Uranium Processing Facility (UPF): The Uranium Processing Facility at the Y-12 National Security Complex is supposed to support a number of NNSA projects. When it was proposed in 2005 UPF was expected to cost between $600 million and $1 billion. Current estimates place the cost as high as $19 billion, with an estimated completion date of 2038. By that time, it’s not clear that the facility will be able to contribute to NNSA’s current stockpile stewardship goals. It’s also not clear that UPF offers capacity or capabilities that DOE needs, doesn’t already have, or couldn’t get for less at existing facilities.
Many already troubled projects are complicated by DOE’s reliance on contractors. That’s because it’s hard to supervise and ensure standards when dozens of DOE’s major contractors, many of whom are on the hook for millions in contract violations, are, in turn, issuing subcontracts for research, development, construction and security. In 2013, the DOE Inspector General found “subcontracts valued in excess of $906 million had not been audited or were reviewed in a manner that did not meet audit standards.” In this situation, private firms end up auditing themselves, essentially letting the fox guard the henhouse.

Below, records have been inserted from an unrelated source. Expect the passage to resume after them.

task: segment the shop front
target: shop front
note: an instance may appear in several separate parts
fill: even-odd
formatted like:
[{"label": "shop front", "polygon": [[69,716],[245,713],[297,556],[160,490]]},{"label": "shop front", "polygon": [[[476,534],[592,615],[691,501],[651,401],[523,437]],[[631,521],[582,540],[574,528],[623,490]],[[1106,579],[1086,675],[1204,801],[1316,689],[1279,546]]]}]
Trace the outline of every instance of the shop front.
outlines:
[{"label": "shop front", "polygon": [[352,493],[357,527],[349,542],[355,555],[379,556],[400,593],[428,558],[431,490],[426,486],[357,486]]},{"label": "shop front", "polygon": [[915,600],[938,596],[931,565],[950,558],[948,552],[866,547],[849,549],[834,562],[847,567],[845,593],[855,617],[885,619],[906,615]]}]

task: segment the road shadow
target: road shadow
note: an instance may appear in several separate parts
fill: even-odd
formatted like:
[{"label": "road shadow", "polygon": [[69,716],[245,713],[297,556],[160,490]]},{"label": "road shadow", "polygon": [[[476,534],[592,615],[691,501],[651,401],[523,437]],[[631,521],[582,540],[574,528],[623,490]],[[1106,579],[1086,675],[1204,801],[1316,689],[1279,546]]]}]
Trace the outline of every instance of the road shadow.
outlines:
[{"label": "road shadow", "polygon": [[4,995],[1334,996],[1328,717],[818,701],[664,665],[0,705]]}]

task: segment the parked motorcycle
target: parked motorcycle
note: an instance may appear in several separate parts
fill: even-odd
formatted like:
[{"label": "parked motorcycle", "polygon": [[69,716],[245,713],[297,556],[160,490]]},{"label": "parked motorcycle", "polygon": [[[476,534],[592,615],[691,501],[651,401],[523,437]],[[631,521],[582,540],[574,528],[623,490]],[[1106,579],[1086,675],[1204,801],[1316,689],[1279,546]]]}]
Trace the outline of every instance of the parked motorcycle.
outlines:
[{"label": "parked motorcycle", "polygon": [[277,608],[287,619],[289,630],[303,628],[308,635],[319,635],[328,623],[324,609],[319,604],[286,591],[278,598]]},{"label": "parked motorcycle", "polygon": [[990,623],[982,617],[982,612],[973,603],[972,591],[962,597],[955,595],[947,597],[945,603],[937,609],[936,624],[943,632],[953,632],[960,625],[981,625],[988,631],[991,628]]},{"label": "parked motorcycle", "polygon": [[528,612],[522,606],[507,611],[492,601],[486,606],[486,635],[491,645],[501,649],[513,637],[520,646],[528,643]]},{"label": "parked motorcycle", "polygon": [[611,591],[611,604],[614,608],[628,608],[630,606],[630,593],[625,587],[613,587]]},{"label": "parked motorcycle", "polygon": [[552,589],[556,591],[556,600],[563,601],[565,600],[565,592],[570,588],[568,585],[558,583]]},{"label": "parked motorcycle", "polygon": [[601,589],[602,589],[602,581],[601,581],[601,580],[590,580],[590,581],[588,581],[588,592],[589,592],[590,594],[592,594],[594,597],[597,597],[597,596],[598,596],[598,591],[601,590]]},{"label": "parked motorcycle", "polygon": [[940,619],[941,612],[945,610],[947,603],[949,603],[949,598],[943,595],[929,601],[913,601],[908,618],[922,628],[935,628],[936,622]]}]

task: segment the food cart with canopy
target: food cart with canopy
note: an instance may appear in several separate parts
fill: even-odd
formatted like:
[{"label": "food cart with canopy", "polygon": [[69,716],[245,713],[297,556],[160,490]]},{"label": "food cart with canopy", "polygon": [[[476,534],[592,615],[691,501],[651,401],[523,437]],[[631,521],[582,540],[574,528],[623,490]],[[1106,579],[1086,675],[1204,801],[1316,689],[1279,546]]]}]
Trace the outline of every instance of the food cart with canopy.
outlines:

Rather than take steps to improve accountability, NNSA has actively reduced contractor oversight by withholding Performance Evaluation Plans (PEP) and Reports (PER) from the public. The reports, which explain how NNSA determines contractor performance and award fees, were public until 2009, when NNSA decided the reports were “no longer useful” for taxpayers. Over time, PEPs and PERs have been watered down so that they are now more of a formality than a real oversight tool. And yet, NNSA continues to waste time and money by requiring yearly Freedom of Information Act Requests (and a lawsuit) to make the reports available to the public.
DOE relies on and protects contractors from oversight even in cases where federal employees would be preferable. As the former engineering director at the waste treatment plant at the Hanford Site once told DOE, “unlike the contractor, Federal staff have no other motive than to represent the interests of the Department and the taxpayer.”
With Congress locked in a budget stalemate, and DOE and NNSA continuing to deflect criticism of their spending and performance, informed citizens should bear in mind these agencies aren’t short on money—they’re short on responsibility.